Potrzebujemy pamięci o ważnych wydarzeniach naszej historii i refleksji nad nimi. Jest oczywiste, że Sierpień 1980 r. był jednym z najważniejszych i najbardziej pozytywnych wydarzeń w najnowszej historii Polski. 40. rocznicy strajków i porozumień sierpniowych nie będziemy wspólnie świętować i nie jest to niespodzianka. Co najmniej od katastrofy smoleńskiej jesteśmy, jako naród, zbyt podzieleni, aby wspólnie celebrować państwowe święta i ważne rocznice.
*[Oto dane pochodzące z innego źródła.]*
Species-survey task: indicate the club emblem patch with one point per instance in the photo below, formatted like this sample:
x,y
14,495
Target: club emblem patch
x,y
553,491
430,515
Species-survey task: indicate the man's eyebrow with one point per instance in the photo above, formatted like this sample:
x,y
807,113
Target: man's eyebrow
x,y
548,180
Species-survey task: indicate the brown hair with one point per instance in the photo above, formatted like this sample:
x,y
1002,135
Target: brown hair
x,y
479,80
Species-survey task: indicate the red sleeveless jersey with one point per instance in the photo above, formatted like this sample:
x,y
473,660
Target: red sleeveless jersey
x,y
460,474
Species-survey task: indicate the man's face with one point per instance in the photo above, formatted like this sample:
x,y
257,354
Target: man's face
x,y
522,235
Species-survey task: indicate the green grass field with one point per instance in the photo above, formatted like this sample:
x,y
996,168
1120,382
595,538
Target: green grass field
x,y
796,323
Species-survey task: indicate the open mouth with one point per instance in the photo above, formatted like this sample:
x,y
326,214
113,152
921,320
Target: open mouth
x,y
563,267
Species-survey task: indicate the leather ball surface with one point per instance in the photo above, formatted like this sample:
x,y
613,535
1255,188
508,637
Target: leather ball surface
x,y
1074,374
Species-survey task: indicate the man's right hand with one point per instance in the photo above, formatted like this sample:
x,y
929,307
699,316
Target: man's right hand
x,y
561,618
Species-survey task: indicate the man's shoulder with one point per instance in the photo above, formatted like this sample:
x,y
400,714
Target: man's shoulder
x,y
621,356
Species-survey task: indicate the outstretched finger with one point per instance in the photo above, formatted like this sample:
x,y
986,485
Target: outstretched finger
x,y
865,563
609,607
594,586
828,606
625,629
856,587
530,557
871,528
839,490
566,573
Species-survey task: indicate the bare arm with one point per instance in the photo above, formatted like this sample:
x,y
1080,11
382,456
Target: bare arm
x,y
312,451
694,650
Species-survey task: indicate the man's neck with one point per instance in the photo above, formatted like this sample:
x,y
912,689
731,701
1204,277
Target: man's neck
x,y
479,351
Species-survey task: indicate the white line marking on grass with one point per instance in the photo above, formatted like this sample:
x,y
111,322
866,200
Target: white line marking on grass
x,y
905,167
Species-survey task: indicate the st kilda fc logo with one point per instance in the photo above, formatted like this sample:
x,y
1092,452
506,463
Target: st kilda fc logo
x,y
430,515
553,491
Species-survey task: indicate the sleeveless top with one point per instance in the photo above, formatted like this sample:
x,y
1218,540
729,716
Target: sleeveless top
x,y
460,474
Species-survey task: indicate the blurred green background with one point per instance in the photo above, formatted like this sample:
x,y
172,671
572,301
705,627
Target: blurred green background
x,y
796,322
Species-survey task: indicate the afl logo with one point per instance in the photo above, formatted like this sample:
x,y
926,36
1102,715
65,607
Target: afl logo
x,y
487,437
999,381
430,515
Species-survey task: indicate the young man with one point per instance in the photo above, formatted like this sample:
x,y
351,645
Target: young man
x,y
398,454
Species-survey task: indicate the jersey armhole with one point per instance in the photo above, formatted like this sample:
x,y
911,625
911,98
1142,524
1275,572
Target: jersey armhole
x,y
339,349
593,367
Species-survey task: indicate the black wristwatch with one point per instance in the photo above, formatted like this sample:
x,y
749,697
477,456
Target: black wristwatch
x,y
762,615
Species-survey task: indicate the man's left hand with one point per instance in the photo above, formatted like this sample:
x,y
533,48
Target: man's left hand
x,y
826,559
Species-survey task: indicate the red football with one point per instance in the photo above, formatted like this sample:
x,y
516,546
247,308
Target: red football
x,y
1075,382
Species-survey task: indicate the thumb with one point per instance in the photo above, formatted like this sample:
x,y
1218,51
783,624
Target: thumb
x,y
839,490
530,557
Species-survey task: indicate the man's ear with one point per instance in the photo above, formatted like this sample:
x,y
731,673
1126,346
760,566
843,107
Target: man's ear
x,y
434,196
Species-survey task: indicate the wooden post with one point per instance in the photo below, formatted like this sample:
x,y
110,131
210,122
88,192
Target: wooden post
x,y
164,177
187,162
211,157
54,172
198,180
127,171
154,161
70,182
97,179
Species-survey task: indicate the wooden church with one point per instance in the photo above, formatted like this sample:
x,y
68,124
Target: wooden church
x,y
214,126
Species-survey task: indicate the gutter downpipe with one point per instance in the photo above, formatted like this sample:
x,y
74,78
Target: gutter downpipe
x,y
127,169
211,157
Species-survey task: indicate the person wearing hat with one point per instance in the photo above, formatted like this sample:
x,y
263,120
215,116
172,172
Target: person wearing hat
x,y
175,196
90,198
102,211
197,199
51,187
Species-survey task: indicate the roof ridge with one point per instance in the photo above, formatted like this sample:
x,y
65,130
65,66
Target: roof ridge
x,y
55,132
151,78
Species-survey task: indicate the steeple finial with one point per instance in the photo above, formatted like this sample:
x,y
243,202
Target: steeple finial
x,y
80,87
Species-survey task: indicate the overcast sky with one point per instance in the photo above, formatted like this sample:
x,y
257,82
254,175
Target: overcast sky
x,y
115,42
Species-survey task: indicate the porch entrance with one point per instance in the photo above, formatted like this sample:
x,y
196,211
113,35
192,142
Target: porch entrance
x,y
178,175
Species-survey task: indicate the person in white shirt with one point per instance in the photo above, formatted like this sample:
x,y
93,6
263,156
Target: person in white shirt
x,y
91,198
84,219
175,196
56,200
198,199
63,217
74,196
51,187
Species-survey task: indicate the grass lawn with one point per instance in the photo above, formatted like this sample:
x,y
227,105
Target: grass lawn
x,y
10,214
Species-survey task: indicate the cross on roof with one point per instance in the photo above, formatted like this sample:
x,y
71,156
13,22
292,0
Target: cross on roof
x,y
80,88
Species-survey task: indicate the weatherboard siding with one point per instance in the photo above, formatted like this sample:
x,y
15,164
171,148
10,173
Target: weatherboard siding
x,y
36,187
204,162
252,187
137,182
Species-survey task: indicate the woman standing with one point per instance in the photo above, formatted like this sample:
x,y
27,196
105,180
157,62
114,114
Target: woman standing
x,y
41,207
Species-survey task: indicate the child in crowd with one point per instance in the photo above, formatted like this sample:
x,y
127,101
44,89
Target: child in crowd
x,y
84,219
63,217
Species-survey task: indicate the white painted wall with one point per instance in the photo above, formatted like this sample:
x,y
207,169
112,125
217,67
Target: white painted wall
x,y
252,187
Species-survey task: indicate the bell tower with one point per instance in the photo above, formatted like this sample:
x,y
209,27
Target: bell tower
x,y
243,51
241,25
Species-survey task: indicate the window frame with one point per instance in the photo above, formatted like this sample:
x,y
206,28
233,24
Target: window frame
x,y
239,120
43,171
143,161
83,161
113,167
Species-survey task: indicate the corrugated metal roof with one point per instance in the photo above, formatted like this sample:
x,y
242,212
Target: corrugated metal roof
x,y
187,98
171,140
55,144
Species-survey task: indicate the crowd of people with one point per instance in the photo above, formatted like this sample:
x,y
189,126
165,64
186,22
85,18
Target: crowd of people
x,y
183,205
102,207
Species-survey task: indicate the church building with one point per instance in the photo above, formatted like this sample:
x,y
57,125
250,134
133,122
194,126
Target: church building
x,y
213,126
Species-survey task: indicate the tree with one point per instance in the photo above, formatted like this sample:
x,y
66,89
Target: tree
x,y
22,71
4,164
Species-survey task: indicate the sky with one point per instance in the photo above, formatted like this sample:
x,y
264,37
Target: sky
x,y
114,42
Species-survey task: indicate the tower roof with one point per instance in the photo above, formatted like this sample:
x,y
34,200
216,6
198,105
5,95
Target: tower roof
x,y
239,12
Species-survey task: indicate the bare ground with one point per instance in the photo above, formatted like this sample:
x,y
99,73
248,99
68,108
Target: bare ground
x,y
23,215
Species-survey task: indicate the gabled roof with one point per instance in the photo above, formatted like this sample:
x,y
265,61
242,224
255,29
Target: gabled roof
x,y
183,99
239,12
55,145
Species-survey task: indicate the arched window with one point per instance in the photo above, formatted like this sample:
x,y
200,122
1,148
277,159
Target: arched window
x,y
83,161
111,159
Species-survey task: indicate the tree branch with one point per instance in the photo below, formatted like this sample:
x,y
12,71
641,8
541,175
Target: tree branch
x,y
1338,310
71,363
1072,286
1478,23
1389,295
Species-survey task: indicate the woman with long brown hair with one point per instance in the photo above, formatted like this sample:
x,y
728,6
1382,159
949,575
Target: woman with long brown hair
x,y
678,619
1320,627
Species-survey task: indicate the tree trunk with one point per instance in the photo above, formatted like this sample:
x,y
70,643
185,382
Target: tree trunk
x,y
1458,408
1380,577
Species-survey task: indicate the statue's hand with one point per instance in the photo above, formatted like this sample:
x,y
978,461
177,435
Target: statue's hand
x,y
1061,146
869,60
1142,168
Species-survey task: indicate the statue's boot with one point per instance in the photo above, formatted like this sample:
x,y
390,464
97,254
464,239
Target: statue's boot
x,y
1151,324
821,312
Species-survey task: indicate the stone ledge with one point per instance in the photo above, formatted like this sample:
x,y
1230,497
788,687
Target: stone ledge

W wypadku strajków sierpniowych dochodzą jeszcze animozje występujące pomiędzy bohaterami tamtego czasu. Nad tymi faktami należy ubolewać, ale trzeba przyjąć je do wiadomości. Odbudowanie naszej wspólnoty będzie długim procesem. Czy jednak nasza obecna kondycja zmienia ocenę tego, co wydarzyło się przed czterdziestu laty? W żadnym wypadku.
Czytaj też: Nigdy nie będzie już tak pięknie...
Pierwsza Solidarność nie potrzebuje idealizacji
Nadal mamy prawo odczuwać dumę z Polskiego Sierpnia, a namysł nad nim powinien skłaniać do obywatelskiej aktywności. Odwołam się do osobistych wspomnień. Byłem w nocy z 16 na 17 sierpnia 1980 r. w sali BHP Stoczni Gdańskiej im. Lenina, gdy na pierwszym miejscu postulatów strajkowych zostało umieszczone żądanie prawa do tworzenia wolnych związków zawodowych. Od tej chwili wiedziałem, że gra toczy się o najwyższą stawkę. Alternatywę widziałem następująco: albo w systemie PRL nastąpi wielka wyrwa, albo strajki zostaną krwawo spacyfikowane, a system przybierze bez porównania bardziej represyjną postać, niż miał w gierkowskiej dekadzie.